SPIRE / Envoy / K8s

Example of running SPIRE with Envoy as a front proxy in a Kubernetes cluster.

Envoy is configured as a proxy handling the transport between the K8s cluster and a client running locally. Envoy is also configured to use mTLS to mutually authenticate both the client and server.

For the most part, the SPIRE config has been shamelessly cribbed from the official tutorial. The demo fills in some gaps on configuring Envoy to consume the SPIFFE / SPIRE identities, as well as performing an end-to-end test.

⚠️ NOTE: this is a very much a demo, and the configuration contained herein is by no means indicative of a hardened production setup.
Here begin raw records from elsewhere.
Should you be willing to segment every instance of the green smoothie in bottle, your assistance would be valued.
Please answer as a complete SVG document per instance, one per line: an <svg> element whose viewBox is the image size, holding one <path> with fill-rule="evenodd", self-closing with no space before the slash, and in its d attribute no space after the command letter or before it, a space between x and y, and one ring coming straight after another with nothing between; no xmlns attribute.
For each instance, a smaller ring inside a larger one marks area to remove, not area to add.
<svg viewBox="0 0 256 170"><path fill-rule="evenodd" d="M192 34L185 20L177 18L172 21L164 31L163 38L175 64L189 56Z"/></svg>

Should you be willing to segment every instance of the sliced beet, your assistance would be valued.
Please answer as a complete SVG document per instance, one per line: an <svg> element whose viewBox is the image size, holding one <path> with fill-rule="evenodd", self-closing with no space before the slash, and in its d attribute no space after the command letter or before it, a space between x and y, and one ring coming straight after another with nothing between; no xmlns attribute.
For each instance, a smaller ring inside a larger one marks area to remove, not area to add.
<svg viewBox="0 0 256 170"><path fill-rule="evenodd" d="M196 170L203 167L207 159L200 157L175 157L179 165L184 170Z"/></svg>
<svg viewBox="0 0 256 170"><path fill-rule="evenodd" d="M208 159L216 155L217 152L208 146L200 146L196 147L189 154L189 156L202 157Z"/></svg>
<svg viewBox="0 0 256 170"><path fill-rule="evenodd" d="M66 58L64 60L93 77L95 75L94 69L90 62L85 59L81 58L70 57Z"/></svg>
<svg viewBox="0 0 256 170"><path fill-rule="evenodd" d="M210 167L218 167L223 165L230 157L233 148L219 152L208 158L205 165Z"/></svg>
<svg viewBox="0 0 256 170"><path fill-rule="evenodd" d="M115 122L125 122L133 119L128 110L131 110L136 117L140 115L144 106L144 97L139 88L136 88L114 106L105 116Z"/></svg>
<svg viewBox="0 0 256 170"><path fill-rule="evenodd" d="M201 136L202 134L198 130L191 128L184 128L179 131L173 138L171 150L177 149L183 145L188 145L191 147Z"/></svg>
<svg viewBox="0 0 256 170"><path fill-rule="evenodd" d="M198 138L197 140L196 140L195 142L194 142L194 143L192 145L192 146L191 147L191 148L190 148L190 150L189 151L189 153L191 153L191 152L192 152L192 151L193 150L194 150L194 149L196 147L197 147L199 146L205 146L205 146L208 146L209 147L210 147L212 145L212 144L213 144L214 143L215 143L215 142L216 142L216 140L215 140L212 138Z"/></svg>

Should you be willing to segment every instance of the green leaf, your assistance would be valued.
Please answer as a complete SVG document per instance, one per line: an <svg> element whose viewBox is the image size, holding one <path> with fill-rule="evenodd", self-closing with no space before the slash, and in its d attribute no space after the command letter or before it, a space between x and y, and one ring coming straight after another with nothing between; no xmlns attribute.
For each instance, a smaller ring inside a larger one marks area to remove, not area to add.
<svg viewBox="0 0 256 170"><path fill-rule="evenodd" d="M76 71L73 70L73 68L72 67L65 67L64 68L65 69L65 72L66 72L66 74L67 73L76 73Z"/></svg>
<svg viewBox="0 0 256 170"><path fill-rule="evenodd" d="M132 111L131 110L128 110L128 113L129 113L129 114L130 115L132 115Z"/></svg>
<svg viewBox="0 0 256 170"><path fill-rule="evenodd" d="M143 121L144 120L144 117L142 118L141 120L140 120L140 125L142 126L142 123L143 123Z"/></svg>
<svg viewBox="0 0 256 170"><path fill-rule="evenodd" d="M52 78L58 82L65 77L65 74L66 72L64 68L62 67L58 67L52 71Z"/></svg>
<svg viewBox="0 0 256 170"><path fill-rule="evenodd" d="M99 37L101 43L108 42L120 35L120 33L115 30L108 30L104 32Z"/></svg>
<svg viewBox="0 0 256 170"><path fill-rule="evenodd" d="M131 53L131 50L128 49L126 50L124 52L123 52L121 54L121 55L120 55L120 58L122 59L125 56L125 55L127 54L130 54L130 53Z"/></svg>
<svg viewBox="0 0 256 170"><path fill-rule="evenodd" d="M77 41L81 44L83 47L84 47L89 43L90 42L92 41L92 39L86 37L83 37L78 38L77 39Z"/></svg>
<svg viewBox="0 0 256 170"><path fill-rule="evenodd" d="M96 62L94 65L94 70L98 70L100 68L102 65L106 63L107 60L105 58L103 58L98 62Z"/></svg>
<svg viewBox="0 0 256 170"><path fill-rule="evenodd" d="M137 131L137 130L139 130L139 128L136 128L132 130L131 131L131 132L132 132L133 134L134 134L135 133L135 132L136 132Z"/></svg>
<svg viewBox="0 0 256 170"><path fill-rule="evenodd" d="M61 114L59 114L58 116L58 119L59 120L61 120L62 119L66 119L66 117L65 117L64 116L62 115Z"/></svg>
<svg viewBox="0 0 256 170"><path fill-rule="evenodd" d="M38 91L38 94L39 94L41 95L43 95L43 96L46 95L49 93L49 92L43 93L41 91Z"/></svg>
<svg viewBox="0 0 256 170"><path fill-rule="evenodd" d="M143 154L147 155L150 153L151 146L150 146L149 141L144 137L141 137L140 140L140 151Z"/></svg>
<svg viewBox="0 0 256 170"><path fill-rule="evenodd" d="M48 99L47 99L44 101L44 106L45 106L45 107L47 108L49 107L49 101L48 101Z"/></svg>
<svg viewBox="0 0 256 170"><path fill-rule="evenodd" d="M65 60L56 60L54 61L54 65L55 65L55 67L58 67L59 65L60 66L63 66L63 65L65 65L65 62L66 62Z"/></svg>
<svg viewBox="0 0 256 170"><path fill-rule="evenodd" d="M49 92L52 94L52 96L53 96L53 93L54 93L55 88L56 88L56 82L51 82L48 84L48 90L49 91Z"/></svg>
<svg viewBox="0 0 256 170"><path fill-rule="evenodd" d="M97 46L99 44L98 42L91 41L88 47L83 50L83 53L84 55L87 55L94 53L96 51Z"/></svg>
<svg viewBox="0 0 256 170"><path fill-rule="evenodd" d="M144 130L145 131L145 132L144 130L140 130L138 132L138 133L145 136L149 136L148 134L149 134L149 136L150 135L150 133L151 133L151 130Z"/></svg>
Buyer beware. Best to RTFM.

Architecture

The demo runs in a GKE cluster. Preemptible VMs are used to save some $$$. The topology is defined under terraform/.

The K8s cluster has the following components, each running in their own namespace:

spire: the SPIRE server StatefulSet and agent Daemonset, along with the ServiceAccounts and K8s RBAC, configured with the K8s attestors
proxy: Envoy configured as a front-proxy / reverse-proxy Deployment, performing the mTLS handshake with any clients outside the cluster. The proxy uses the SDS API exposed by the SPIRE agent exposed on a local Unix Domain Socket to fetch the x509 certificates and bundles it requires.
backend: a simple backend Deployment that the proxy will call within the cluster. The backend will echo the request is received in the response body it returns to the caller
generator: a Depoloyment containing the binaries and UDS mount that can be used to generate certificates with a SPIFFE ID different to that of the proxy. NOTE: this workload is purely for demonstration purposes, and you wouldn't run something like this in production.

Setup

Infrastructure provisioning is managed with Terraform.

You'll first need to configure terraform/backend.tf with the appropriate storage and / or authentication mechanism. The simplest version stores the Terraform state file locally. Update the name of your project in this file.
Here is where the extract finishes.